[Proudhon took a beating when he challenged her. What chance would a mere abstract inconsistency have against the power of Jenny P. d’Hericourt? This is enough fun to merit a full cross-post from Black and Red Feminist History. And d’Hericourt continues to rise in my list of sharp and entertaining radical writers.]
MORALITY ACCORDING TO THE SEXES
BY JENNY P. D’HERICOURT
Dear reader, let us for a moment listen to a conversation between wife and husband:
Wife—“Men continue to be absurd, and to affirm the contrary of facts. The New York Nation writes thus:” (She reads.)
Society refuses to treat men’s licentiousness with the same severity as women’s, because the consequences to the family, to children, and to property are less serious.
Husband.—“But that is true, wife, and,” (He reads.)

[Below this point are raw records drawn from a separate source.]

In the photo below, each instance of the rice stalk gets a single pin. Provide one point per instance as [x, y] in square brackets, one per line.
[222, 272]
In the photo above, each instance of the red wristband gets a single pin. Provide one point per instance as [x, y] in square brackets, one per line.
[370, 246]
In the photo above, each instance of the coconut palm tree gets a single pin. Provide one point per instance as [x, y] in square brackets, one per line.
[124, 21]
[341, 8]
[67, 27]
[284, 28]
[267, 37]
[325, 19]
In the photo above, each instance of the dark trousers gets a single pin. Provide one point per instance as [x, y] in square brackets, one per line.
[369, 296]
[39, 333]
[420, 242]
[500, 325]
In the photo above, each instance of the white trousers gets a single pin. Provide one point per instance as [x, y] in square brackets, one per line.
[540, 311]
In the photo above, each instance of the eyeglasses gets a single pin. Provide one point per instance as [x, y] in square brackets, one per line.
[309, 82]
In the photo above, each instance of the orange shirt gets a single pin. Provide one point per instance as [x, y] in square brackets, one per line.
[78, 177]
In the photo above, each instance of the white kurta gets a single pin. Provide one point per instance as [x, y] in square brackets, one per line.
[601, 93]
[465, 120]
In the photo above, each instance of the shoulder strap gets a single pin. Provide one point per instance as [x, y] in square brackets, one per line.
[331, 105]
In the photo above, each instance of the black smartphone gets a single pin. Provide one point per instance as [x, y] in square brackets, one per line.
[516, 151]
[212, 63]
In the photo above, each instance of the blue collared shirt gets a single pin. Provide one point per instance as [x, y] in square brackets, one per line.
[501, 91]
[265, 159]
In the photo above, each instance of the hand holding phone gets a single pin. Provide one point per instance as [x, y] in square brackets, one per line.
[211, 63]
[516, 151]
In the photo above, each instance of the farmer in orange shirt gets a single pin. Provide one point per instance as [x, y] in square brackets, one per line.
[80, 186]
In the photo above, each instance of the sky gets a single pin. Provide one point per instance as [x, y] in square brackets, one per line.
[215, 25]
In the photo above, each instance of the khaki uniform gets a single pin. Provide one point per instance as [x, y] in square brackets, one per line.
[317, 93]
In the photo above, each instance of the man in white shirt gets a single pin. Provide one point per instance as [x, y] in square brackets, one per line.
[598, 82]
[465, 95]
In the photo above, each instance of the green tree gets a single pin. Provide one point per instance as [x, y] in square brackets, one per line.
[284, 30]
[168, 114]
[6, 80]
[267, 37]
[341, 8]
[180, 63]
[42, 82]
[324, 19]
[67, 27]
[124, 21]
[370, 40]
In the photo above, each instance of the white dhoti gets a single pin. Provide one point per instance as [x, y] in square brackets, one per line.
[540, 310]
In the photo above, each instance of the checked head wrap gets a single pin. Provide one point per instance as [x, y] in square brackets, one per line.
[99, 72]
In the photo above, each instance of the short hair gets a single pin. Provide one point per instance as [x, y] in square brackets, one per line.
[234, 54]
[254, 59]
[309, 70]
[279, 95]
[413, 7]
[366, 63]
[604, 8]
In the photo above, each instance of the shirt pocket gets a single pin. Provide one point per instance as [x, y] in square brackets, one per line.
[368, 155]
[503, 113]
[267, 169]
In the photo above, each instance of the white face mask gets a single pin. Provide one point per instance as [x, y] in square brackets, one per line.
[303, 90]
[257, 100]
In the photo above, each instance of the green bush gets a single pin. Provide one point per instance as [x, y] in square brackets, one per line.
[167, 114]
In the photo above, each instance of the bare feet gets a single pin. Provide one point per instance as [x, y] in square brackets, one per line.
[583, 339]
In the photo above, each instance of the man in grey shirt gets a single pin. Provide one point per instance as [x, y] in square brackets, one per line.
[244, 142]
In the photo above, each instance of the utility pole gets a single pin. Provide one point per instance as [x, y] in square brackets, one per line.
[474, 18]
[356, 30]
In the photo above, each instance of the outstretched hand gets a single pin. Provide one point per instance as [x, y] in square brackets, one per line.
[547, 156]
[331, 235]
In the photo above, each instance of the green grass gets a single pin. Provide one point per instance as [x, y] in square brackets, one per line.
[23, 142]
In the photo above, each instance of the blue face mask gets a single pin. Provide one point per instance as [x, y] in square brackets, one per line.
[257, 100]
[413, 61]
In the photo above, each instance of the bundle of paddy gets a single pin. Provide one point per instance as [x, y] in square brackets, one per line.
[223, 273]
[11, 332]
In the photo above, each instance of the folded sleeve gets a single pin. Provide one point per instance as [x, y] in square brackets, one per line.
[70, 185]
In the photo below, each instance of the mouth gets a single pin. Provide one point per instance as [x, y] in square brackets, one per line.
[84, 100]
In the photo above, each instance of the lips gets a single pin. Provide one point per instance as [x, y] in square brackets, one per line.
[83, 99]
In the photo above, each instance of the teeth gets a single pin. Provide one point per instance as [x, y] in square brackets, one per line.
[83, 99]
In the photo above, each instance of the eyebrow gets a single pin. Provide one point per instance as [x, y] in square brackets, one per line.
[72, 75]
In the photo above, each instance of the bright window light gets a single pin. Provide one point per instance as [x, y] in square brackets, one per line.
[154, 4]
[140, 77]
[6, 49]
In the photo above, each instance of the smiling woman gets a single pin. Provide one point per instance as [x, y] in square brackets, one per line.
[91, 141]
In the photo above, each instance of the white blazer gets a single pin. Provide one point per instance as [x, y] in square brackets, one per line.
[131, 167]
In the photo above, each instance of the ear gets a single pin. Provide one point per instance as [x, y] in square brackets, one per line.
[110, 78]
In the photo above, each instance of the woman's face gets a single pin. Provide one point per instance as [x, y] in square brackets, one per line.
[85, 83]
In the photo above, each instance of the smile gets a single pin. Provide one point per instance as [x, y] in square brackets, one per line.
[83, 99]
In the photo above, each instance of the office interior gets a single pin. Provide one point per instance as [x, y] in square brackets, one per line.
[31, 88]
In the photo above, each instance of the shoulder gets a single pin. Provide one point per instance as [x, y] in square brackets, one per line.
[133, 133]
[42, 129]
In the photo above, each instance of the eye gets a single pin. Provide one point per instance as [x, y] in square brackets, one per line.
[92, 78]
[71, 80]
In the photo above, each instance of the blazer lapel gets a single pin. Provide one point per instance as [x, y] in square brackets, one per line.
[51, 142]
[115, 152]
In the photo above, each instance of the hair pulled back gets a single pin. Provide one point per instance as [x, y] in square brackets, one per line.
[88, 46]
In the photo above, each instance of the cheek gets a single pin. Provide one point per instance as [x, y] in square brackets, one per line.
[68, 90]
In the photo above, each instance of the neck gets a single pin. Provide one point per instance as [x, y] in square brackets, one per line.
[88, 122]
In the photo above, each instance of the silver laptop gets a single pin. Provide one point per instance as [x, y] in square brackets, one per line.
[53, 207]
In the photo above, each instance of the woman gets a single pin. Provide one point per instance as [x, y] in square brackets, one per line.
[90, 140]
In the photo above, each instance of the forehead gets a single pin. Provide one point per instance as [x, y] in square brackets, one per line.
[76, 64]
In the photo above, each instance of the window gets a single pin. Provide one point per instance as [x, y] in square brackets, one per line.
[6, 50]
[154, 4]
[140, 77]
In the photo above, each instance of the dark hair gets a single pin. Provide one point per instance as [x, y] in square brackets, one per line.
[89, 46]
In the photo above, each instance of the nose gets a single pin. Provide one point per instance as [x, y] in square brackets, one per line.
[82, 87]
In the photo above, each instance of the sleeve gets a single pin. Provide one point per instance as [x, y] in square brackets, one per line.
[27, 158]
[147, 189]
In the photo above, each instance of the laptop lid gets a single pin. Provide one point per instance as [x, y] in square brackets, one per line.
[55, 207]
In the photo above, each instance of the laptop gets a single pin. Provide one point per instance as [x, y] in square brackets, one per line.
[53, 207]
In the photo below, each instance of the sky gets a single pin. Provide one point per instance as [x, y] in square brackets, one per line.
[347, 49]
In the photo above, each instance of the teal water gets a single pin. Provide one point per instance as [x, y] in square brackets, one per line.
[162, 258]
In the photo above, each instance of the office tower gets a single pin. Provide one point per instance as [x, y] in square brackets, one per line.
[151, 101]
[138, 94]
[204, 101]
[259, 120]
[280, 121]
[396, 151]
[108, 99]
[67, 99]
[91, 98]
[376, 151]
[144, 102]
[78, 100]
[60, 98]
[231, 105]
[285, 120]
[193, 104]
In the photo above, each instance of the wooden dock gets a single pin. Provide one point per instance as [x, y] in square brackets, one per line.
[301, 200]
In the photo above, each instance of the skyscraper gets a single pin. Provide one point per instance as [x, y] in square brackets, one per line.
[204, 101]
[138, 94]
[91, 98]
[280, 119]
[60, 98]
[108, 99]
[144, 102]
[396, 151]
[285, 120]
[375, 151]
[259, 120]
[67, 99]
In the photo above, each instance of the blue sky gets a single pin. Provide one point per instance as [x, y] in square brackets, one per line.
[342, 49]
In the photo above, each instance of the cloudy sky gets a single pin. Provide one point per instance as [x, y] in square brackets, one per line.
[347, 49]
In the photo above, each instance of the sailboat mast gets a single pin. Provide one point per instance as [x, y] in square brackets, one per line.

A woman must be taught to take care of her honor, and to bear unsupported the loss of it.
Wife.—“Then, if I can prove that the consequences of men’s licentiousness are more ‘serious to the family, to children and to property’ than women’s, you will feel yourself obliged to treat it more severely?”
Husband.—“You cannot prove that.”
Wife.—“I will try. If a wife is untrue to her husband, she does not spend her money for her paramour, but the contrary. But an unfaithful husband has sometimes two households, and always spends much for his paramour. Men’s licentiousness, therefore, has more serious consequences than women’s relatively to the family property. This is a fact, not a mere affirmation.
“An untrue wife can introduce illegitimate heirs in the family. These children are taken care of, loved, and no stain is on them. An untrue husband introduces illegitimate heirs in another family, or they are borne to him by an unmarried woman. If he takes care of them, he robs his wife and legitimate children, if he abandon them, they swell the population of prisons and brothels. Men’s licentiousness, therefore, in this respect, has more serious consequences to children than women’s.
“An untrue wife carefully conceals her bad conduct. She loves her children, is mild and amiable with her husband; no trouble is in the family. Too often an untrue husband is cold, rough, angry, does not conceal his behavior, and gives bad examples to his children; he dissolves the family physically and morally.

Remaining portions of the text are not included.